Le dernier s’avança à son tour; mais il n’avait pas fait trois pas que le Cophte l’avait arrêté du geste.
– Toi, Scieffort de Russie, tu trahiras ta cause avant un mois; mais dans un mois tu seras mort.
L’envoyé moscovite tomba à genoux; mais le grand Cophte le releva d’un geste de menace, et le condamné de l’avenir sortit en chancelant.
Alors, resté seul, l’homme étrange que nous avons introduit dans ce drame pour en être le principal personnage regarda autour de lui, et voyant la salle de réception vide et silencieuse, il ferma sa redingote de velours noir aux boutonnières brodées, assura son chapeau sur sa tête, poussa le ressort de la porte de bronze qui s’était refermée derrière lui, s’engagea dans les défilés de la montagne comme si depuis longtemps ces défilés lui étaient connus; puis, arrivé à la forêt, quoiqu’il n’eût ni guide, ni lumière, il la franchit comme si une main invisible le guidait.
Arrivé de l’autre côté de la lisière du bois, il chercha des yeux son cheval, et ne le voyant point, il écouta: il lui sembla alors entendre un hennissement lointain. Un coup de sifflet modulé d’une certaine façon sortit alors de la bouche du voyageur. Un instant après on eût pu voir Djérid accourir dans l’ombre, fidèle et obéissant comme un chien joyeux. Le voyageur s’élança légèrement sur lui, et tous deux, emportés d’une course rapide, disparurent bientôt, confondus avec la bruyère sombre qui s’étend entre Danenfels et la cime du Mont-Tonnerre.
Chapitre I L’orage
Huit jours après la scène que nous venons de raconter, vers cinq heures du soir à peu près, une voiture attelée de quatre chevaux et conduite par deux postillons sortait de Pont-à-Mousson, petite ville située entre Nancy et Metz. Elle venait de relayer à l’hôtel de la Poste, et malgré les instances sans résultat d’une hôtesse accorte qui, sur le seuil de sa maison, guettait les voyageurs attardés, elle continuait sa route vers Paris.
Les quatre chevaux qui l’entraînaient eurent à peine disparu à l’angle de la rue avec la lourde machine, que vingt enfants et dix commères, qui avaient stationné autour de ce coche pendant les quelques minutes qu’il avait mis à relayer, rentrèrent dans leurs demeures respectives, avec des gestes et des exclamations qui décelaient chez les uns une hilarité excessive et chez les autres un profond étonnement.
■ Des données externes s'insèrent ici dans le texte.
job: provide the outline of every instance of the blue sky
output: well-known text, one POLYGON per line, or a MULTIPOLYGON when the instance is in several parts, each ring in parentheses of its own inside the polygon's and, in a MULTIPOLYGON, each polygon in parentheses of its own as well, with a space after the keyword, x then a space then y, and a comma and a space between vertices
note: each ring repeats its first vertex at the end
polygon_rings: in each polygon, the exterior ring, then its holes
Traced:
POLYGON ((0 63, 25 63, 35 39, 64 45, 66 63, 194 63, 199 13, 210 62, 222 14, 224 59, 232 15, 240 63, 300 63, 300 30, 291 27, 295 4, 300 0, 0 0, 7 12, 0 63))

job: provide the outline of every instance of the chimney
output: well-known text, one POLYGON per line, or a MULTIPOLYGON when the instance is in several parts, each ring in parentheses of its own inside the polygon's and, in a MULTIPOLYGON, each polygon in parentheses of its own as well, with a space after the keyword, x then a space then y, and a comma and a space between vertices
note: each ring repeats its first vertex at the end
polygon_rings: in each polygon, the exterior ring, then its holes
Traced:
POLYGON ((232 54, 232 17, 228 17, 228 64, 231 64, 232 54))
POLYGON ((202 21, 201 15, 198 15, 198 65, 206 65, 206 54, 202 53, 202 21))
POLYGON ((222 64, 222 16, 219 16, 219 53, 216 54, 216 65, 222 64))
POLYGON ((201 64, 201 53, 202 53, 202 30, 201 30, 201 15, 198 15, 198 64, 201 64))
C’est que rien de pareil à cette voiture n’avait encore traversé le pont, que cinquante ans auparavant le bon roi Stanislas avait fait jeter sur la Moselle, pour établir de plus faciles communications entre son petit royaume et la France. Nous n’en exceptons pas même ces curieux fourgons d’Alsace, qui, aux jours de foire, amenaient de Phalsbourg les phénomènes à deux têtes, les ours dansants et les tribus nomades de ses saltimbanques, bohémiens des pays civilisés.
En effet, sans être un enfant frivole et railleur, une vieille médisante et curieuse, on pouvait s’arrêter avec surprise en voyant passer ce monumental véhicule, qui, suspendu sur ses quatre roues de pareil diamètre et soutenu par de solides ressorts, avançait néanmoins avec assez de rapidité pour justifier cette exclamation échappée aux spectateurs:
– Voilà une singulière voiture pour courir la poste!
Que nos lecteurs, qui fort heureusement pour eux ne l’ont pas vue passer, nous permettent de la leur décrire.
D’abord la caisse principale (nous disons la caisse principale, parce que cette caisse était précédée d’une manière de cabriolet), d’abord la caisse principale, disons-nous, était peinte en bleu clair et portait en pleins panneaux un élégant tortil, surmontant un J et un B artistement entrelacés.
Deux fenêtres, nous disons des fenêtres et non des portières, deux fenêtres, avec des rideaux de mousseline blanche, donnaient du jour dans l’intérieur; seulement ces fenêtres, à peu près invisibles au profane vulgaire, étaient pratiquées dans la partie antérieure de cette caisse et donnaient dans le cabriolet. Un grillage permettait à la fois de causer avec l’être, quel qu’il fût, qui habitait cette caisse, et de s’appuyer, ce qu’on n’eût pu faire avec sécurité sans cette précaution, et de s’appuyer, disons-nous, contre les vitres sur lesquelles étaient tendus ces rideaux.